AgentSkillsCN

hugging-face-evaluation

分析并管理 Hugging Face 模型卡片中的评估结果。从 README 内容中提取基准表格,从 Artificial Analysis API 导入评分,使用 lighteval 或 inspect-ai 在 vLLM/GPU 后端上运行模型评估,并生成符合 Papers with Code 规范的 model-index YAML 元数据。

SKILL.md
--- frontmatter
name: hugging-face-evaluation
description: Analyze and manage evaluation results in Hugging Face model cards.

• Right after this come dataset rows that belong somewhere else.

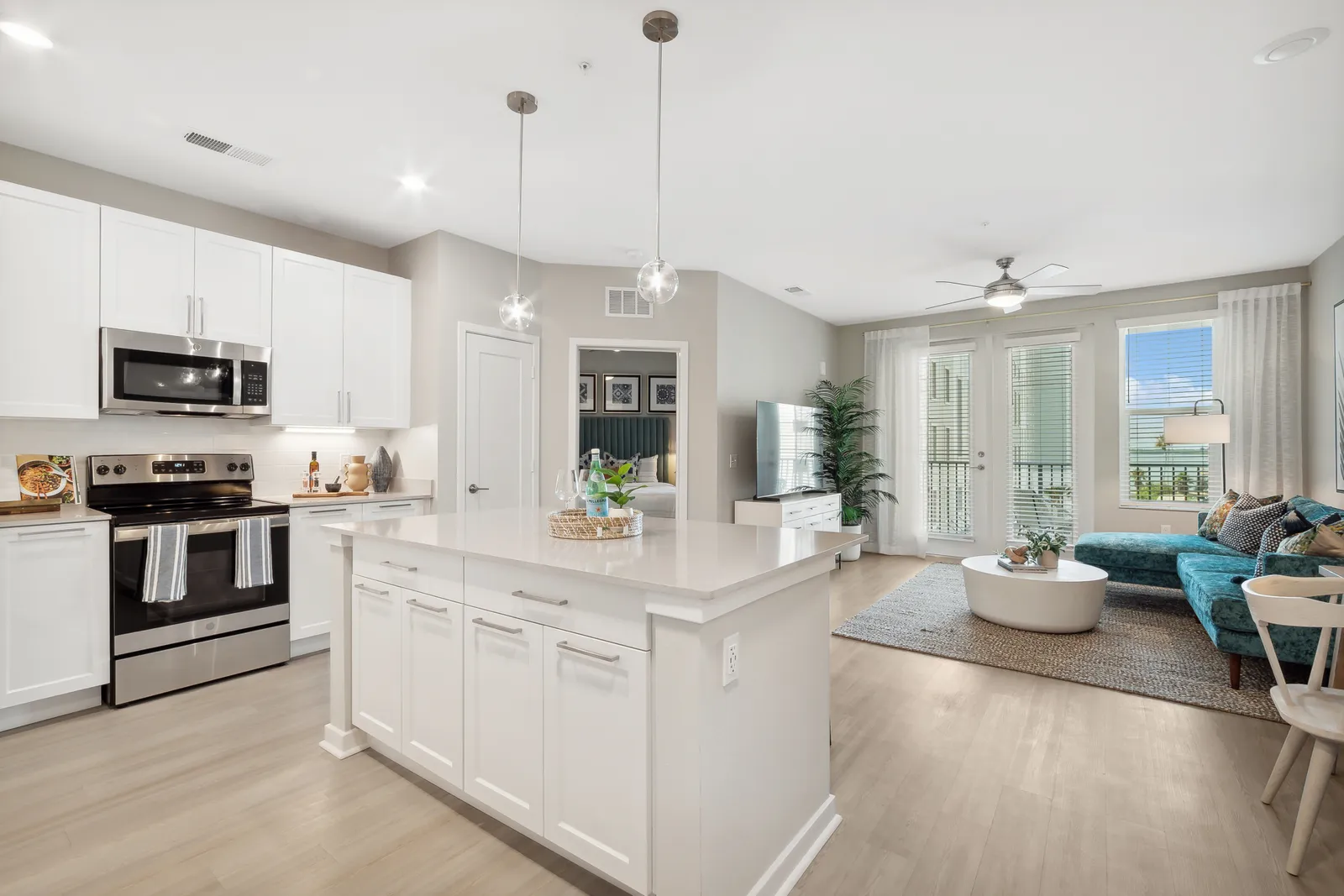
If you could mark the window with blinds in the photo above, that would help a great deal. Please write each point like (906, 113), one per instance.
(948, 443)
(1168, 367)
(1041, 439)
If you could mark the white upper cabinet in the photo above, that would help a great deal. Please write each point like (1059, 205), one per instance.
(378, 343)
(233, 289)
(148, 275)
(49, 293)
(307, 362)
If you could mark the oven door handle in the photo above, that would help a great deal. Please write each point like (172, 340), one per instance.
(202, 527)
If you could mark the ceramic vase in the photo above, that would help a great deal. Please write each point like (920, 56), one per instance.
(356, 474)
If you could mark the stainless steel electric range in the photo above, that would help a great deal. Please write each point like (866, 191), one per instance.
(217, 629)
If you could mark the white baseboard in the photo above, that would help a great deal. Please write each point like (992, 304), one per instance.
(785, 871)
(37, 711)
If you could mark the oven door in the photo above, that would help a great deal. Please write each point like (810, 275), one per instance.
(213, 606)
(155, 374)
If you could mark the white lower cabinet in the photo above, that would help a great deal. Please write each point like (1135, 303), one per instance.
(501, 726)
(597, 754)
(432, 684)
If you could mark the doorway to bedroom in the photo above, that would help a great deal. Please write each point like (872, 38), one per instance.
(628, 405)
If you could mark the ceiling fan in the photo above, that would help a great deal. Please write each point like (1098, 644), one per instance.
(1010, 293)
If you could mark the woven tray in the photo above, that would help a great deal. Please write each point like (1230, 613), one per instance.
(580, 526)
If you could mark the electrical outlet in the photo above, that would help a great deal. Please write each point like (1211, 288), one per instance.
(732, 658)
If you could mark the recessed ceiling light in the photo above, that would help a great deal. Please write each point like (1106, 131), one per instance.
(1289, 46)
(24, 34)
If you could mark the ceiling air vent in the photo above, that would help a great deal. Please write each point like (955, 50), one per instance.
(622, 301)
(228, 149)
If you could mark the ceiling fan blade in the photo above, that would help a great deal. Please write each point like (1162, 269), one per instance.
(956, 302)
(1052, 291)
(1042, 273)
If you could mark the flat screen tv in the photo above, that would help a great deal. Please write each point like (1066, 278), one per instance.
(783, 448)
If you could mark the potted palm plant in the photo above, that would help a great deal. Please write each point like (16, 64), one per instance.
(842, 425)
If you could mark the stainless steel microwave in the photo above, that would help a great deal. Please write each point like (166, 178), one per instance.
(183, 375)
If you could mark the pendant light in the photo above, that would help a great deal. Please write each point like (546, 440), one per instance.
(517, 309)
(658, 280)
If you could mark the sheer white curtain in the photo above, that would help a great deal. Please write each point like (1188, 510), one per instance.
(894, 362)
(1260, 376)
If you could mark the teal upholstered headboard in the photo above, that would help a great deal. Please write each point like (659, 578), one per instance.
(624, 436)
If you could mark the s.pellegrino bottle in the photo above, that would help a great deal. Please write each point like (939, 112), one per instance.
(595, 490)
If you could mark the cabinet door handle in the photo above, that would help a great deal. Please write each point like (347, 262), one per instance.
(554, 602)
(604, 658)
(497, 627)
(54, 533)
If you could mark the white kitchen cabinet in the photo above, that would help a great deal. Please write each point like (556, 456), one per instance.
(54, 609)
(148, 275)
(49, 295)
(432, 684)
(501, 707)
(597, 754)
(233, 289)
(376, 660)
(376, 349)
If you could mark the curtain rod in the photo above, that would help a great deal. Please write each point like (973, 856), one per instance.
(1095, 308)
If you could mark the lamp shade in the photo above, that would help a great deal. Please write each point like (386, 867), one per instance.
(1198, 429)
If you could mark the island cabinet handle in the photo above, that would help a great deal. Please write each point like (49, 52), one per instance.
(554, 602)
(604, 658)
(497, 627)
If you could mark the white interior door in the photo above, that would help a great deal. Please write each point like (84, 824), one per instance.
(499, 432)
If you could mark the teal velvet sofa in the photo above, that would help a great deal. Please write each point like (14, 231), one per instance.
(1210, 575)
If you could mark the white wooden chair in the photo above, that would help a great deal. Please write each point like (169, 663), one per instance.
(1310, 710)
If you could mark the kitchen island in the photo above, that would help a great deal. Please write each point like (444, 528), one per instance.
(655, 710)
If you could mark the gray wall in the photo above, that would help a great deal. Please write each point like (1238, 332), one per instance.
(1327, 291)
(69, 179)
(770, 352)
(1101, 347)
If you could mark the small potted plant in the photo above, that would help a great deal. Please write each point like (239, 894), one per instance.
(1045, 547)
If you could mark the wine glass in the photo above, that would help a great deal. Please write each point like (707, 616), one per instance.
(568, 486)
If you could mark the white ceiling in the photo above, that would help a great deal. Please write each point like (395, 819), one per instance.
(853, 148)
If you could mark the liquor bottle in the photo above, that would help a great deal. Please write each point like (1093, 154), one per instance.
(595, 492)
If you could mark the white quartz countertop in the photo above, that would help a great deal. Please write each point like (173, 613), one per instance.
(679, 557)
(67, 513)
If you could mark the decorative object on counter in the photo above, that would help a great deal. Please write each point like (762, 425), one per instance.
(517, 309)
(356, 473)
(381, 470)
(843, 422)
(622, 394)
(663, 394)
(588, 392)
(580, 526)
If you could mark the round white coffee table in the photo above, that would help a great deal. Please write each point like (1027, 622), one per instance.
(1059, 600)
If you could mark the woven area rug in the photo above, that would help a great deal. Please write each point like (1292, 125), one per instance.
(1148, 642)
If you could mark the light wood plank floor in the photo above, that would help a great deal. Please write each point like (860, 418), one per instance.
(952, 778)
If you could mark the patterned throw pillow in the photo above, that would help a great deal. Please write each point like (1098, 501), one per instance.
(1243, 527)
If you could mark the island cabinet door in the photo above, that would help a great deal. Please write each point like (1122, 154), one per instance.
(376, 660)
(501, 696)
(432, 684)
(597, 754)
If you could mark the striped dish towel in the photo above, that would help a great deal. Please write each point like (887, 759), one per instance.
(253, 563)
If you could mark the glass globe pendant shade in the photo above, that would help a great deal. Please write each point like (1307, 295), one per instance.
(658, 282)
(517, 312)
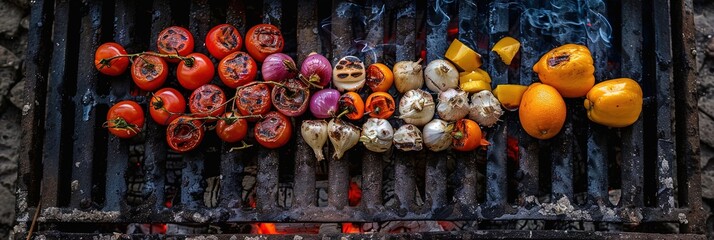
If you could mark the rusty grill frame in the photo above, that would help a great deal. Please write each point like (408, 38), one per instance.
(60, 29)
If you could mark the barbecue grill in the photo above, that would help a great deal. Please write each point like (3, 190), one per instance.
(83, 179)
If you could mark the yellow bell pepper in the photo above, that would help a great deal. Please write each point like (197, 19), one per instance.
(509, 95)
(475, 81)
(507, 48)
(465, 58)
(568, 68)
(614, 103)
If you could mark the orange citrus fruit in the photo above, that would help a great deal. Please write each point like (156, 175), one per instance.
(568, 68)
(542, 111)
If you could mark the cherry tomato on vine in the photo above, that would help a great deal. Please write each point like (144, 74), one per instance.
(291, 98)
(115, 66)
(353, 104)
(175, 40)
(254, 100)
(231, 128)
(222, 40)
(184, 134)
(198, 73)
(237, 69)
(467, 136)
(380, 105)
(263, 40)
(125, 119)
(166, 105)
(379, 77)
(273, 131)
(149, 72)
(207, 100)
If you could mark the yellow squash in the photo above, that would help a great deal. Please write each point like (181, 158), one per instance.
(509, 95)
(614, 103)
(475, 81)
(568, 68)
(507, 48)
(465, 58)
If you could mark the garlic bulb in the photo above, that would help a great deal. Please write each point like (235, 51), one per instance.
(408, 138)
(453, 105)
(408, 75)
(437, 135)
(485, 108)
(416, 107)
(348, 74)
(343, 136)
(315, 134)
(377, 135)
(441, 75)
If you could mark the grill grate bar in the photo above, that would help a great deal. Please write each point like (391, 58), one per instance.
(52, 152)
(305, 163)
(85, 111)
(632, 160)
(665, 105)
(496, 185)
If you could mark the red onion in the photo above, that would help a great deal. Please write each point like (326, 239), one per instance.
(324, 103)
(278, 67)
(317, 69)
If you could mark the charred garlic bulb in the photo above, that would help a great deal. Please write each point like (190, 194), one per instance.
(408, 138)
(377, 135)
(416, 107)
(441, 75)
(485, 109)
(453, 105)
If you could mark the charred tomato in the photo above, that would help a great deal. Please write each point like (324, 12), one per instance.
(125, 119)
(291, 98)
(254, 100)
(196, 72)
(231, 128)
(166, 105)
(273, 131)
(184, 134)
(108, 60)
(237, 69)
(352, 104)
(263, 40)
(149, 72)
(207, 100)
(175, 40)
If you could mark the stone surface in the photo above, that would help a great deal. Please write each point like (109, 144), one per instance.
(10, 18)
(16, 96)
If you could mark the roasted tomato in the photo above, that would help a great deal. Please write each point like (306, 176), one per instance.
(467, 135)
(254, 100)
(237, 69)
(166, 105)
(379, 77)
(231, 128)
(175, 40)
(149, 72)
(273, 131)
(291, 98)
(184, 134)
(352, 103)
(380, 105)
(108, 60)
(196, 74)
(263, 40)
(222, 40)
(125, 119)
(207, 100)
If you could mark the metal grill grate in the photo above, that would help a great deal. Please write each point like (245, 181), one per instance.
(80, 174)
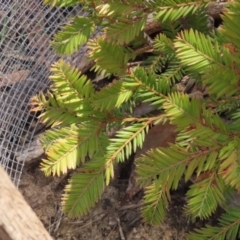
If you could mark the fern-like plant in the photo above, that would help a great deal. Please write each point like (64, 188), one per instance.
(207, 147)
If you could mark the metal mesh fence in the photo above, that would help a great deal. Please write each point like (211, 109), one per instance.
(26, 27)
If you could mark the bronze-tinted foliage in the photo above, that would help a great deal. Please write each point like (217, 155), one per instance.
(207, 147)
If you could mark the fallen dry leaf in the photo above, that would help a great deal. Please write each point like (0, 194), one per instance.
(159, 136)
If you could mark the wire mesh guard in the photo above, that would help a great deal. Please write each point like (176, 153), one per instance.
(26, 27)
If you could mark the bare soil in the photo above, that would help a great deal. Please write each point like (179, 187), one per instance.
(115, 217)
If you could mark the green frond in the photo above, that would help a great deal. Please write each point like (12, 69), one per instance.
(108, 57)
(201, 161)
(71, 149)
(69, 82)
(114, 95)
(230, 29)
(230, 163)
(165, 164)
(171, 29)
(227, 87)
(123, 32)
(73, 35)
(197, 51)
(150, 84)
(61, 3)
(53, 112)
(84, 188)
(155, 205)
(173, 10)
(174, 73)
(178, 106)
(205, 196)
(155, 62)
(229, 227)
(163, 44)
(125, 142)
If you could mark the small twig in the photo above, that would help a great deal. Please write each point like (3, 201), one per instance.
(130, 206)
(120, 229)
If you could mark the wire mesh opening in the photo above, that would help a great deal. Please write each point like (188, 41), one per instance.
(26, 28)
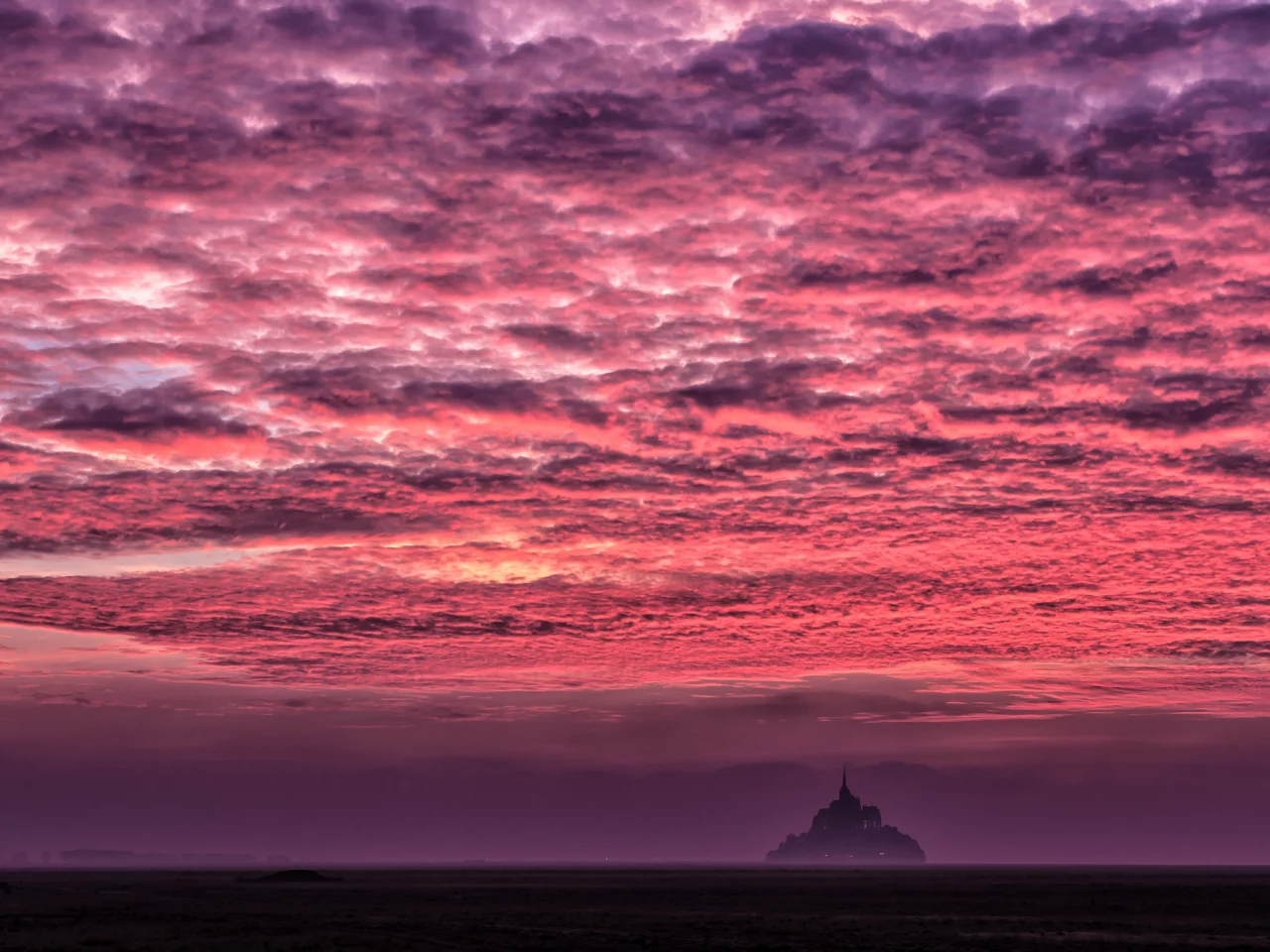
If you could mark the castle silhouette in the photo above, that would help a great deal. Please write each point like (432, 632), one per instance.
(847, 833)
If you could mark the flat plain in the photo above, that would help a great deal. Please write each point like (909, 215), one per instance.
(595, 909)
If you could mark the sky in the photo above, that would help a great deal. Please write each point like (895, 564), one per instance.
(572, 430)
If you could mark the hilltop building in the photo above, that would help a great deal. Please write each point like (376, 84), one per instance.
(847, 833)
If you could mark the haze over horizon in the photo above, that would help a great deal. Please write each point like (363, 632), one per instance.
(563, 430)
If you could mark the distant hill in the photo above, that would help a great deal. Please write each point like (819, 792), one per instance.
(847, 833)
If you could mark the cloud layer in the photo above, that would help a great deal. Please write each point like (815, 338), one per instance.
(722, 343)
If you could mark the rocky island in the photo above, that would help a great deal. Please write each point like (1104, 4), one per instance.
(847, 833)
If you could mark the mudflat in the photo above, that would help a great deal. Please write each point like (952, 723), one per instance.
(488, 907)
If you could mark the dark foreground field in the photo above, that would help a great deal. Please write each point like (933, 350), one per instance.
(643, 909)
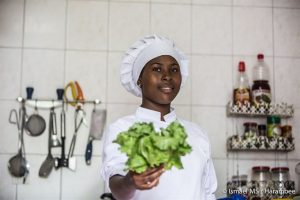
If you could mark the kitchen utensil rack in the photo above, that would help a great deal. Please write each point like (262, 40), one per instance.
(283, 110)
(50, 103)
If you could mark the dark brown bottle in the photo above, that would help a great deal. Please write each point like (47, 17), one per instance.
(261, 90)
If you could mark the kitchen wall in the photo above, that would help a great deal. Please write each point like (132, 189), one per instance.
(47, 43)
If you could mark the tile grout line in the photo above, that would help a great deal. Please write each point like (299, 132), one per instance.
(191, 61)
(64, 81)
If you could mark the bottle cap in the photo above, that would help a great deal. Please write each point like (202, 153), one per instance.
(273, 119)
(260, 56)
(242, 66)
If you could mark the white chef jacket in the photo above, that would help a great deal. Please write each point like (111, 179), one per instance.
(197, 179)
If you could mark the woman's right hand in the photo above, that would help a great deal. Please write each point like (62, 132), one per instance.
(147, 179)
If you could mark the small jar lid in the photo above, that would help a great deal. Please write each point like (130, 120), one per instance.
(261, 168)
(262, 127)
(250, 124)
(280, 169)
(286, 128)
(273, 119)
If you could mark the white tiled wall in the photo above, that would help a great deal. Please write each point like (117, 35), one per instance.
(46, 44)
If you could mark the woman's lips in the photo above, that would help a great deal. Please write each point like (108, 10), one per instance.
(166, 89)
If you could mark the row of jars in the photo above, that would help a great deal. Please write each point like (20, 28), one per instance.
(272, 129)
(265, 184)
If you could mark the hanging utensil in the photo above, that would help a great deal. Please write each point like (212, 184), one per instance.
(98, 120)
(62, 161)
(35, 124)
(18, 165)
(54, 142)
(78, 114)
(49, 162)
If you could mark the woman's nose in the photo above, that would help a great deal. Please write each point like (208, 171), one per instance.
(166, 76)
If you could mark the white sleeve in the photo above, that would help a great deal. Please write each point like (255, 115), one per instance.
(113, 161)
(210, 183)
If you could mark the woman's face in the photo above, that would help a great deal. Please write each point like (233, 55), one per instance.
(160, 80)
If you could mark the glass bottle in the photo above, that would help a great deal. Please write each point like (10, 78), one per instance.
(261, 90)
(241, 92)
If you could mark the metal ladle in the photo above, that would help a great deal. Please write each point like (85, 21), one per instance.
(54, 142)
(18, 165)
(49, 162)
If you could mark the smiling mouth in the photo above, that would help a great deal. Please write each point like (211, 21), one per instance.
(166, 89)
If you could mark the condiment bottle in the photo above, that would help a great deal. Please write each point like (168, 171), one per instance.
(241, 92)
(261, 91)
(286, 131)
(273, 126)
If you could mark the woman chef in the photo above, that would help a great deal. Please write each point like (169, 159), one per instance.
(154, 69)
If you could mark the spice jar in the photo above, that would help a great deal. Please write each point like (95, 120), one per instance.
(280, 174)
(262, 130)
(250, 130)
(273, 126)
(261, 173)
(286, 131)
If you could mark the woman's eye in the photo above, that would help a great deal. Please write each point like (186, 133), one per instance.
(156, 69)
(175, 69)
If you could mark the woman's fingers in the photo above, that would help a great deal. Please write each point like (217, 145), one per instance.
(148, 179)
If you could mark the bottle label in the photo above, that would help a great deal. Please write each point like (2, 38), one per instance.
(241, 96)
(261, 97)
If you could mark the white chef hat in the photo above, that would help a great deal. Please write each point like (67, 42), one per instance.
(141, 52)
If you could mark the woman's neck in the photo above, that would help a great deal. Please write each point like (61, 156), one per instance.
(162, 108)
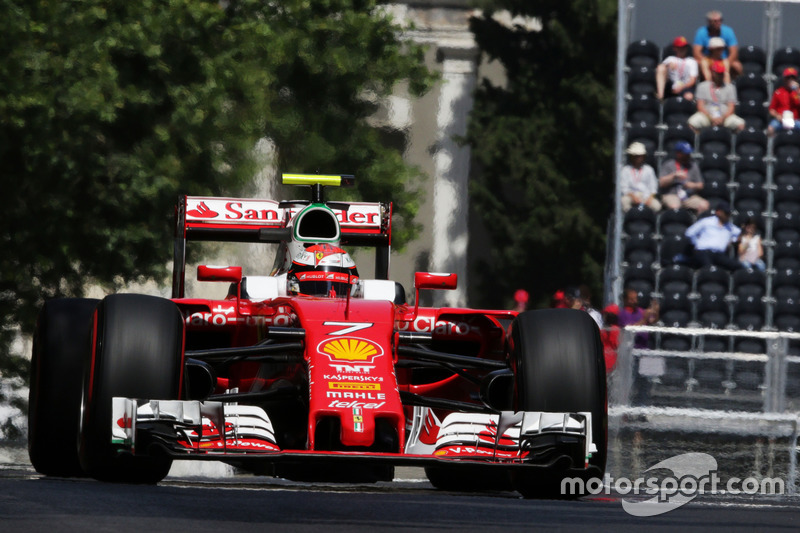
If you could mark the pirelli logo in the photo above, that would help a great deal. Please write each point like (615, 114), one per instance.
(338, 385)
(350, 349)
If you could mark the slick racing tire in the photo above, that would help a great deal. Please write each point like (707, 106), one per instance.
(138, 353)
(559, 367)
(61, 342)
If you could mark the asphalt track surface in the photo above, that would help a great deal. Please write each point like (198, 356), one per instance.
(31, 503)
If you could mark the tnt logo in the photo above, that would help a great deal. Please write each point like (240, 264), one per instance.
(350, 349)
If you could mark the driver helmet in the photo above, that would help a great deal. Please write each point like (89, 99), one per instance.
(322, 270)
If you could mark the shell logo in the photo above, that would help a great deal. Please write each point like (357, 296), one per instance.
(350, 349)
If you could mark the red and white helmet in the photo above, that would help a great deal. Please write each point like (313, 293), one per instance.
(322, 270)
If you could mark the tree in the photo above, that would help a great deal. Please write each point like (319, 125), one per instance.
(109, 110)
(542, 147)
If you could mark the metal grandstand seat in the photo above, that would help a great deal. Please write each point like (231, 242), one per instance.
(787, 201)
(786, 254)
(674, 221)
(750, 196)
(750, 169)
(642, 54)
(748, 375)
(787, 313)
(644, 109)
(639, 219)
(751, 86)
(715, 140)
(641, 248)
(784, 58)
(642, 80)
(749, 310)
(715, 160)
(786, 144)
(676, 278)
(786, 281)
(753, 112)
(749, 281)
(676, 309)
(715, 185)
(671, 247)
(675, 133)
(641, 278)
(751, 142)
(678, 110)
(712, 285)
(648, 135)
(749, 345)
(786, 225)
(753, 59)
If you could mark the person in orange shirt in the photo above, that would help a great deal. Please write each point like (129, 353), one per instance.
(784, 108)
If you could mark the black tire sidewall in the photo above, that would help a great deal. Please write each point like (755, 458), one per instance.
(138, 353)
(557, 356)
(61, 342)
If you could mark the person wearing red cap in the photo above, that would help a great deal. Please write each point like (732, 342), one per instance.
(609, 335)
(784, 107)
(677, 74)
(716, 103)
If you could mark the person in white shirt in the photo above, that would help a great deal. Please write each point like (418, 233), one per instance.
(638, 182)
(711, 237)
(677, 74)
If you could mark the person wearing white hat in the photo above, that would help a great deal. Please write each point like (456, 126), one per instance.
(714, 28)
(638, 182)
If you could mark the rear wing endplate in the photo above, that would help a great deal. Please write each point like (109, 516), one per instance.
(204, 218)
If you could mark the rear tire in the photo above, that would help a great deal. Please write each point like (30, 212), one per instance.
(61, 342)
(559, 367)
(138, 353)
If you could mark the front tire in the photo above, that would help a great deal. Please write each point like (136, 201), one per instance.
(559, 367)
(138, 353)
(61, 343)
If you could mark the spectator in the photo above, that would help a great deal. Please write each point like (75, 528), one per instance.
(677, 74)
(638, 182)
(711, 237)
(784, 108)
(716, 51)
(559, 300)
(716, 103)
(586, 299)
(609, 334)
(521, 298)
(715, 28)
(680, 181)
(750, 249)
(630, 314)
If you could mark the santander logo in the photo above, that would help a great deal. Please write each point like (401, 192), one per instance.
(202, 211)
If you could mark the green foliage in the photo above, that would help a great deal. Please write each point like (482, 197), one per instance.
(542, 146)
(109, 110)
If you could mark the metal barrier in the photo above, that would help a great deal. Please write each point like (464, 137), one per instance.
(766, 382)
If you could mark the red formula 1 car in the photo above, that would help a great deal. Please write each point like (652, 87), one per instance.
(314, 372)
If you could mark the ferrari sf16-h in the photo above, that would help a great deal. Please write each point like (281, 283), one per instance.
(311, 371)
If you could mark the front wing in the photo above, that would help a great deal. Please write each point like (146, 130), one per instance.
(216, 431)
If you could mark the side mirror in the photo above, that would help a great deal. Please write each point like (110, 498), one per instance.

Extract benchmark tables from README content, import scores from Artificial Analysis API, run model evaluations with lighteval or inspect-ai on vLLM/GPU backends, and generate model-index YAML metadata compliant with the Papers with Code specification.
allowed-tools:
  - Bash
  - Read
  - Write
  - WebFetch
  - Task
metadata:
  version: "1.0.0"
  author: platxa
  tags:
    - ml
    - evaluation
    - hugging-face
    - model-cards
    - benchmarks
    - analyzer
  provenance:
    upstream_source: hugging-face-evaluation
    upstream_sha: "c0e08fdaa8ed6929110c97d1b867d101fd70218f"
    regenerated_at: "2026-02-04T15:55:18Z"
    generator_version: "1.0.0"
    intent_confidence: 0.61

Hugging Face Evaluation Manager

Analyze, extract, and manage evaluation results in Hugging Face model cards.

Overview

This skill manages evaluation metadata in HF model cards through four methods:

What it analyzes:

  • README markdown tables containing benchmark scores
  • Existing model-index YAML metadata in model cards
  • Artificial Analysis API benchmark data
  • Custom evaluation outputs from lighteval and inspect-ai

What it reports:

  • Model-index YAML entries compliant with Papers with Code specification
  • Extracted benchmark scores with source attribution
  • Evaluation job results from HF Jobs infrastructure
  • PR status checks to prevent duplicate contributions

Invoke this skill when users want to:

  • Extract evaluation tables from a model's README into model-index metadata
  • Import benchmark scores from Artificial Analysis for a model card
  • Run evaluations on HF Jobs with lighteval (vLLM) or inspect-ai
  • Validate or view existing model-index entries
  • Create PRs to add evaluation metadata to models they do not own

Analysis Checklist

Before Any Operation

  • HF_TOKEN set with write permissions (verify with hf_whoami())
  • For Artificial Analysis: AA_API_KEY set in environment or .env

Before Creating a PR

  • Run get-prs to check for existing open PRs on the target repo
  • If PRs exist: warn the user, show URLs, do NOT proceed unless confirmed
  • Preview YAML output before applying (default behavior prints YAML)
  • Compare extracted values against the README table manually

Before Running Evaluations

  • Select hardware matching model size (see Hardware Selection)
  • Verify GPU availability with nvidia-smi for local runs
  • Confirm uv is installed for PEP 723 script execution

Workflow

Method 1: Extract Evaluation Tables from README

The primary workflow for adding model-index metadata from existing README tables.

bash
# Step 1: Check for existing PRs (ALWAYS first)
uv run scripts/evaluation_manager.py get-prs --repo-id "owner/model"

# Step 2: Inspect tables to find structure and column indices
uv run scripts/evaluation_manager.py inspect-tables --repo-id "owner/model"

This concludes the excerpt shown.